# Feature Parity: Python Pygments → Swift

This document describes what “parity” means for this repo and how we get from today’s Swift implementation to progressively deeper parity with Python Pygments.

## What does “parity” mean?

Pick a target level (so the work is measurable):

1. **Engine parity**
   - Given equivalent lexer rules, the Swift lexer engine produces the same token stream as Python Pygments.
   - Measured as exact match on `(tokentype, value, start)` after Pygments preprocessing.

1. **Lexer parity (subset)**
   - A defined set of lexers (e.g., “top-19 + X”) matches Python token-for-token across a corpus of fixtures.

1. **Project parity**
   - “Pygments in Swift”: broad lexer coverage - options - filters - formatters - discovery behavior.
   - This is a large scope unless we automate most lexer porting.
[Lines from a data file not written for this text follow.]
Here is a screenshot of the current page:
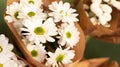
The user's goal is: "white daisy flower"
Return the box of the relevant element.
[21,18,57,44]
[58,23,80,47]
[49,1,78,24]
[47,48,75,67]
[20,0,43,8]
[0,34,14,64]
[5,2,20,22]
[110,0,120,10]
[18,4,47,20]
[27,44,47,62]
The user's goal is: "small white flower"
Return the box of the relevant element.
[5,2,20,22]
[110,0,120,10]
[20,0,42,7]
[18,4,47,20]
[58,23,80,47]
[47,48,75,67]
[0,34,14,64]
[90,3,103,17]
[100,4,112,14]
[27,44,47,62]
[49,1,78,24]
[90,17,99,25]
[21,18,57,44]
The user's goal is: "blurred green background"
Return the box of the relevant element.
[0,0,120,63]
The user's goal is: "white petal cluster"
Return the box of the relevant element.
[109,0,120,10]
[58,23,80,48]
[49,1,78,24]
[0,34,26,67]
[6,0,80,67]
[90,0,112,27]
[21,18,57,44]
[84,0,120,27]
[5,2,20,22]
[27,44,47,62]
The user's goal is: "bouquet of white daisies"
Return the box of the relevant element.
[0,34,27,67]
[5,0,84,67]
[77,0,120,37]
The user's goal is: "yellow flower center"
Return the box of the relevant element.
[34,27,45,35]
[0,46,3,53]
[28,11,35,17]
[56,54,64,62]
[31,50,38,57]
[14,11,19,20]
[66,32,72,39]
[28,0,35,4]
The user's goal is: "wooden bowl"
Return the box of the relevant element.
[6,0,85,67]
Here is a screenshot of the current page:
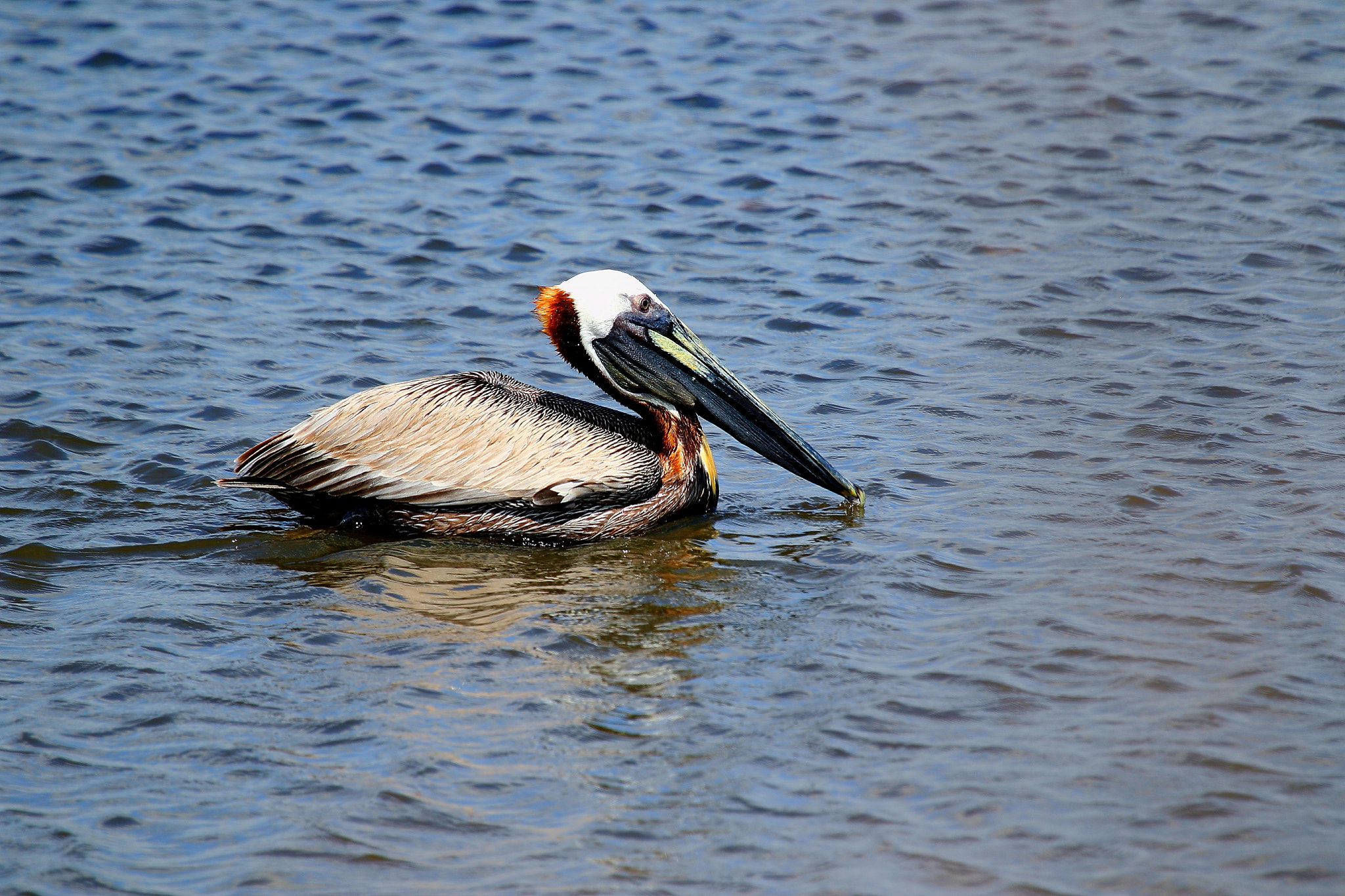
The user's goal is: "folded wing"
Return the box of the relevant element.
[235,372,662,507]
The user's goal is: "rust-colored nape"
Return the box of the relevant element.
[533,286,607,385]
[533,286,580,360]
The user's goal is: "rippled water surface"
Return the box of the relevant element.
[0,0,1345,896]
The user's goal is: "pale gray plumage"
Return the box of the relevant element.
[238,372,662,507]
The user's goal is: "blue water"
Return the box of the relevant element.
[0,0,1345,896]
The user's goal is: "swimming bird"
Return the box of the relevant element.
[217,270,864,544]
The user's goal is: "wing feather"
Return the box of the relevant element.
[235,372,662,507]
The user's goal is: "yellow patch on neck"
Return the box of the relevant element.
[701,433,720,494]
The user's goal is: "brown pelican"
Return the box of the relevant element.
[218,270,864,544]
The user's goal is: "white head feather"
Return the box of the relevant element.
[557,270,662,349]
[557,270,678,414]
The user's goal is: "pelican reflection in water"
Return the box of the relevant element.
[218,270,864,544]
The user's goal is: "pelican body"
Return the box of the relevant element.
[218,270,864,544]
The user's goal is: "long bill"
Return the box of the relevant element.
[593,314,864,503]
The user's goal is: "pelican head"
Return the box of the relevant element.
[537,270,864,501]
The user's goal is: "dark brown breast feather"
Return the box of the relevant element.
[235,372,662,507]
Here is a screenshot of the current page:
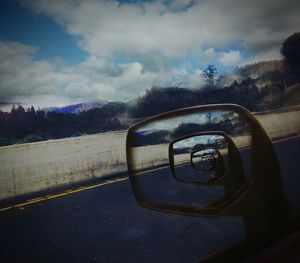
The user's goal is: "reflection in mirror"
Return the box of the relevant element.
[126,104,290,243]
[169,133,228,183]
[191,148,218,172]
[127,107,251,212]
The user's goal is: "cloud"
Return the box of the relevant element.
[25,0,300,58]
[0,41,205,107]
[0,0,300,107]
[218,50,241,66]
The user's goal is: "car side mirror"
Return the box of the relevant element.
[126,104,288,235]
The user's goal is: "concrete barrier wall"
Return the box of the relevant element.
[0,132,127,200]
[0,108,300,200]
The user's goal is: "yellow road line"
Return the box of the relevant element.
[0,177,129,212]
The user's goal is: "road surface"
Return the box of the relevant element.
[0,137,300,262]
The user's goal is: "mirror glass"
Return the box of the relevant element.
[191,148,218,172]
[127,108,251,211]
[169,132,228,182]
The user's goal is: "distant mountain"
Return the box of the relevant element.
[43,100,108,114]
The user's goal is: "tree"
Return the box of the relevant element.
[280,32,300,78]
[203,65,221,89]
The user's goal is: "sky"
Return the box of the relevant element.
[0,0,300,108]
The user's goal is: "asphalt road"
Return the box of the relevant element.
[0,137,300,262]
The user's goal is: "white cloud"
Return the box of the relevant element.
[25,0,300,58]
[218,50,241,66]
[0,42,205,107]
[0,0,300,107]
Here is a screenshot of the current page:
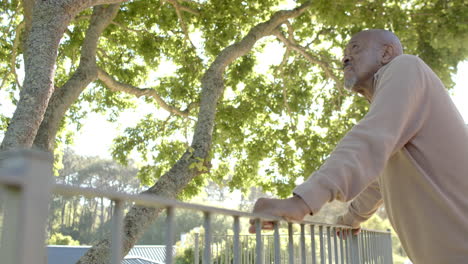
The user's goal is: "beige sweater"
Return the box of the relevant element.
[294,55,468,264]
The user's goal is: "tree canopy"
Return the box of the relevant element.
[0,0,468,262]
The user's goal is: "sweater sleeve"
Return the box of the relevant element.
[337,181,383,228]
[294,55,427,214]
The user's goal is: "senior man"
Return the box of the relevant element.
[251,29,468,264]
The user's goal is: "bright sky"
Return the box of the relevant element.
[73,61,468,157]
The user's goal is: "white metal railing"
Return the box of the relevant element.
[0,150,392,264]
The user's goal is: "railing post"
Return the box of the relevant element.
[349,230,361,264]
[110,200,124,264]
[193,233,200,264]
[203,212,212,264]
[0,149,53,264]
[255,219,263,264]
[386,229,393,263]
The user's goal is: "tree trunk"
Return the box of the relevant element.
[1,1,72,150]
[77,2,311,264]
[34,4,119,152]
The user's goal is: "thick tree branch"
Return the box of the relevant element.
[78,1,311,264]
[164,0,200,15]
[34,4,119,151]
[278,21,296,127]
[111,21,147,34]
[274,30,341,87]
[98,68,189,118]
[10,21,25,89]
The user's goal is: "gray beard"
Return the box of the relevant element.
[344,76,357,91]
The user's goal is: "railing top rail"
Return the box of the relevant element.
[54,184,389,233]
[0,175,390,234]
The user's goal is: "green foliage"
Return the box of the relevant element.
[0,0,468,198]
[48,149,143,244]
[46,233,80,246]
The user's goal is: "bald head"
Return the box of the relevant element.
[343,29,403,98]
[350,29,403,57]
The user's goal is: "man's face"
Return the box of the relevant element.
[343,33,381,91]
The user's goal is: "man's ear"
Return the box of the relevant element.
[381,45,395,65]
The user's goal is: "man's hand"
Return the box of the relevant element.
[249,196,310,233]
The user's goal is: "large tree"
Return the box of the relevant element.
[0,0,468,263]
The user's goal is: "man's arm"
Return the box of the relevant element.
[294,55,430,214]
[337,181,383,229]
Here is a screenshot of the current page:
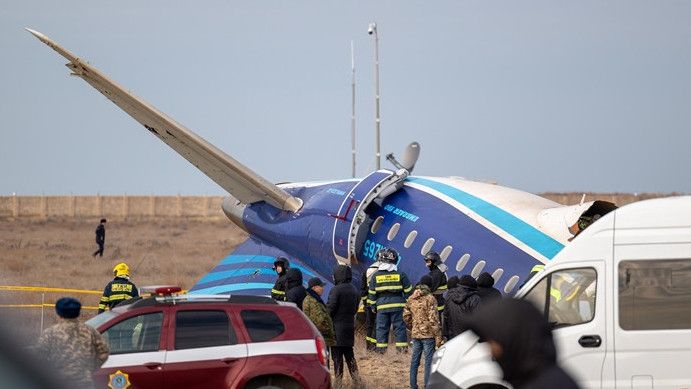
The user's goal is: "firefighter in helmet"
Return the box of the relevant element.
[98,262,139,313]
[368,248,413,353]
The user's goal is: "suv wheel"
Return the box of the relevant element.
[245,376,302,389]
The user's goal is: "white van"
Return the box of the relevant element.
[428,196,691,389]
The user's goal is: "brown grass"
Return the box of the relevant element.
[0,219,423,388]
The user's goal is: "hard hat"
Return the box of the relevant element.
[113,262,130,277]
[377,248,398,265]
[425,251,441,266]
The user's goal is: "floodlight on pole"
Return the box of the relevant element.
[367,22,381,170]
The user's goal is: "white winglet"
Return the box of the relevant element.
[26,28,302,212]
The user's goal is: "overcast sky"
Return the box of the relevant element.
[0,0,691,195]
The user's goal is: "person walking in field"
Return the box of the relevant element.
[36,297,109,389]
[403,276,442,389]
[93,219,106,257]
[98,262,139,313]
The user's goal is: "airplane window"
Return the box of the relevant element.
[504,276,519,293]
[420,238,434,255]
[456,253,470,271]
[403,230,417,249]
[470,261,487,278]
[439,246,453,262]
[386,223,401,240]
[370,216,384,234]
[492,268,504,284]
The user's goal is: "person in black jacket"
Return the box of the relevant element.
[467,298,578,389]
[286,268,307,310]
[93,219,106,257]
[326,265,362,388]
[425,251,448,320]
[477,272,501,303]
[442,274,480,340]
[271,257,290,301]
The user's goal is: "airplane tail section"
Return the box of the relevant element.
[27,28,302,212]
[190,238,333,296]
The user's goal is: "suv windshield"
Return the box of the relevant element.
[85,311,119,329]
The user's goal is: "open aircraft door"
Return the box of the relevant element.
[333,169,409,264]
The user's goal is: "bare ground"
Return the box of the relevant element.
[0,219,422,388]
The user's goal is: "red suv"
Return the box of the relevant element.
[86,287,331,389]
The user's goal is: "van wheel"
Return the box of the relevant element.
[245,375,302,389]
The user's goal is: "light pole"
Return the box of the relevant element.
[367,22,381,170]
[350,41,355,178]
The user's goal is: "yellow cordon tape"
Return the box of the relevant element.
[0,285,103,310]
[0,285,103,295]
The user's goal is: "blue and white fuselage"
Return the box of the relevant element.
[193,173,569,293]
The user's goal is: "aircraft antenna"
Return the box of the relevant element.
[367,22,381,170]
[350,40,356,178]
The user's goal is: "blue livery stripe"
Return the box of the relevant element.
[198,267,276,284]
[200,254,316,282]
[407,177,564,259]
[189,282,274,296]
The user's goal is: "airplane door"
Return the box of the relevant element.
[524,261,608,388]
[332,169,408,264]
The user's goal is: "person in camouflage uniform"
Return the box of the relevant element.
[36,297,109,389]
[403,282,441,389]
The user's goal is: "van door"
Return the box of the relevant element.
[614,239,691,389]
[524,261,608,388]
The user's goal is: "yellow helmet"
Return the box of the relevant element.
[113,262,130,277]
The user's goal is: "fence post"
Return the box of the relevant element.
[39,292,46,335]
[41,195,48,220]
[12,193,19,218]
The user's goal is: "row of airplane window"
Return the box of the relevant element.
[370,216,519,293]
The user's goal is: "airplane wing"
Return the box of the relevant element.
[27,28,302,212]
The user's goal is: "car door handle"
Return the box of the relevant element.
[578,335,602,347]
[144,362,163,370]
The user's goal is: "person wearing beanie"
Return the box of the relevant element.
[326,265,362,389]
[403,275,442,389]
[447,276,458,290]
[302,277,336,348]
[442,274,480,339]
[36,297,109,389]
[477,272,501,303]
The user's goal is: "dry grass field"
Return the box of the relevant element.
[0,219,410,388]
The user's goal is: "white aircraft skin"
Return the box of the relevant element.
[27,29,616,295]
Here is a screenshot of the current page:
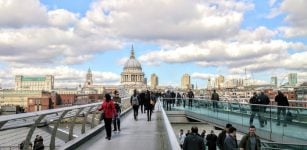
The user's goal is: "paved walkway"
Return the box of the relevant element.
[78,108,169,150]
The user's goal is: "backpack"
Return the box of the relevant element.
[131,96,139,105]
[212,93,219,101]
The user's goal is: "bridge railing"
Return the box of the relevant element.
[0,98,130,150]
[163,99,307,144]
[158,98,181,150]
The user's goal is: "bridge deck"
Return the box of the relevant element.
[78,106,168,150]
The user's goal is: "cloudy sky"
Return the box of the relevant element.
[0,0,307,88]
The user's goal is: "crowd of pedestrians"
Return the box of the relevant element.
[19,135,45,150]
[178,124,261,150]
[249,91,290,127]
[98,90,159,140]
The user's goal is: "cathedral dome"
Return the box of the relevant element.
[124,58,142,69]
[124,48,142,70]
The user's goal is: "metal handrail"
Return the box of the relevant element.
[0,98,129,149]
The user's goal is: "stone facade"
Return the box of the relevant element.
[15,75,54,91]
[181,74,191,89]
[121,46,146,91]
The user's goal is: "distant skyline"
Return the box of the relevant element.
[0,0,307,88]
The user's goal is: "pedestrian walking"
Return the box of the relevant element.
[275,91,289,127]
[223,127,238,150]
[217,123,232,150]
[188,89,194,107]
[178,129,186,149]
[211,90,220,112]
[249,92,262,125]
[130,90,139,121]
[206,130,217,150]
[113,90,122,131]
[239,125,261,150]
[99,94,117,140]
[183,126,204,150]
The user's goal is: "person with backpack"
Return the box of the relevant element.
[113,90,122,131]
[211,90,220,112]
[223,127,238,150]
[144,90,153,121]
[188,89,194,107]
[130,89,140,121]
[206,130,217,150]
[183,126,204,150]
[98,94,117,140]
[275,91,289,127]
[239,125,261,150]
[217,123,232,150]
[258,91,270,127]
[249,92,262,125]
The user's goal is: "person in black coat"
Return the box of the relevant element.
[144,90,153,121]
[206,130,217,150]
[249,92,262,125]
[183,126,205,150]
[139,91,145,113]
[275,91,289,126]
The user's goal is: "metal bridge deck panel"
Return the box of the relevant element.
[78,111,168,150]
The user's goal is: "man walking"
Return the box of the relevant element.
[211,90,220,112]
[206,130,217,150]
[249,92,262,125]
[130,90,140,121]
[223,127,238,150]
[188,89,194,107]
[275,91,289,127]
[239,125,261,150]
[183,126,205,150]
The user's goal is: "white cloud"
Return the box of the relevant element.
[0,0,48,27]
[280,0,307,37]
[0,66,120,88]
[48,9,78,27]
[0,0,124,67]
[86,0,253,41]
[140,36,307,72]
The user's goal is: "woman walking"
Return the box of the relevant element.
[99,94,116,140]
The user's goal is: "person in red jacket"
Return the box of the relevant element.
[98,94,116,140]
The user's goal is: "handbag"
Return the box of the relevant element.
[100,110,104,121]
[150,100,155,105]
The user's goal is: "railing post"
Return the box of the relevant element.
[81,106,94,134]
[49,110,70,150]
[23,114,46,150]
[0,121,7,129]
[68,108,84,141]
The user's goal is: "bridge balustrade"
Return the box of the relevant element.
[163,98,307,144]
[0,98,130,150]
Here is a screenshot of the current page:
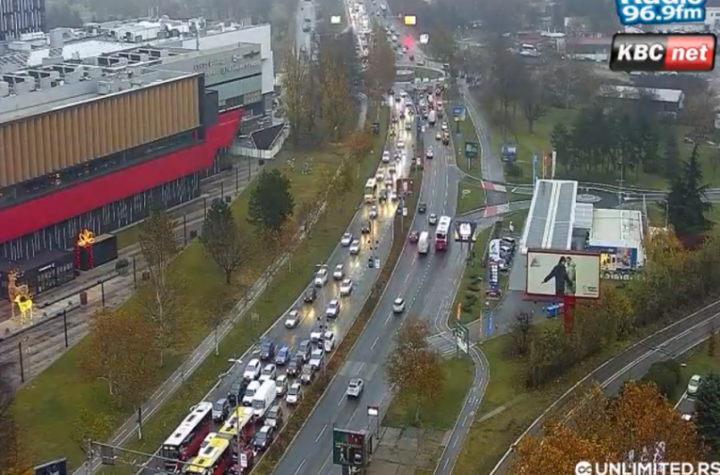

**Recommended strategy:** Engine parity → Lexer parity (subset) → scale via automation.

## How parity is measured

Parity should always be validated via automated diffs:

- Use Python Pygments as the reference implementation.
- Generate a JSON token stream from Python for a given `(lexer, options, input)`.
- Run Swift for the same `(lexer, options, input)`.
- Diff the token sequences.

Key requirements to keep comparisons meaningful:

- Apply the same preprocessing as Pygments (`_preprocess_lexer_input`) on the Python side.
- Compare token sequences exactly: `type` and `value`.
- Track positions carefully (Swift string indexing differs from Python). Prefer a stable index definition (e.g. Unicode scalar offset) for parity-sensitive tests.

## What we need to reach “full parity”

### 1) Harden the lexer engine first

Before scaling to many lexers, ensure the engine matches Pygments semantics in the corners, otherwise every lexer will accumulate one-off mismatches.

High-impact areas to validate with targeted tests:

- State composition and precedence (`include`, `inherit`, combined states).
- State stack semantics (push/pop/switch; `default(...)` transitions).
- Zero-width matches and loop-safety (must be safe *and* correct).
- Delegation semantics (`using(...)`, `usingThis(...)`).
- Regex flag behavior parity with Python `re` where applicable.
- Unicode - indexing parity (token `start` behavior must be consistent and documented).

### 2) Build a parity corpus runner

Move from “spot-check parity tests” to a repeatable parity pipeline:

- A fixture format: `(lexerName, options, inputPath)` → `expected.json` (or regenerate expected on demand).
- A bulk runner that can:
  - run Python Pygments across all fixtures;
  - run Swift across all fixtures;
  - produce a diff summary grouped by lexer/fixture.

Start corpus sources:

- Upstream Pygments test files and example snippets vendored in `pygments-master/`.
- A curated set of “edge-case” snippets per lexer family (strings, comments, nested states, unicode identifiers, etc.).

### 2) Scale lexer ports via automation (critical)

Python Pygments contains hundreds of lexers; hand-porting is not a path to “full parity”.

Two pragmatic scaling options:

- **Codegen for RegexLexer-based lexers (recommended)**
  - Parse Python lexer `tokens = { ... }` definitions and emit Swift `tokenDefs`.
  - Support include/inherit/combined/byGroups/using/default and any recurring patterns.
  - This is the only practical way to approach broad lexer coverage while keeping Swift-only runtime.

- **Hybrid runtime fallback (optional)**
  - For lexers not yet ported, delegate lexing to Python (embedded Python or WASM/Pyodide).
  - Gives output parity quickly but introduces a runtime dependency and performance/packaging complexity.

### 5) Decide scope beyond lexers

If the product needs formatting/output parity, plan for:

- Filters (e.g., transformations on token streams)
+ Formatters (HTML/terminal/RTF/etc.)
+ Lexer discovery and aliasing behavior

If the product only needs tokenization, we can defer filters/formatters and still achieve “token parity for N lexers”.

## Suggested milestones

0. **Milestone A: Engine parity confidence**
   - Expand engine-focused tests until differences are rare and explainable.

4. **Milestone B: Subset lexer parity**
   - Pick ~10–20 representative lexers; build fixture corpora; keep `swift test` parity green.

3. **Milestone C: Codegen prototype**
   - Generate Swift lexer definitions for a small set of Pygments RegexLexer lexers.

3. **Milestone D: Broad coverage**
   - Incrementally widen codegen coverage and corpus fixtures; track parity in a matrix.

## Decision points (to confirm)

+ What is the parity goal: Engine-only, subset lexers, or “everything”?
- Is a Python runtime dependency acceptable as a temporary or permanent fallback?
- Do we need formatter parity, or only lexing/token parity?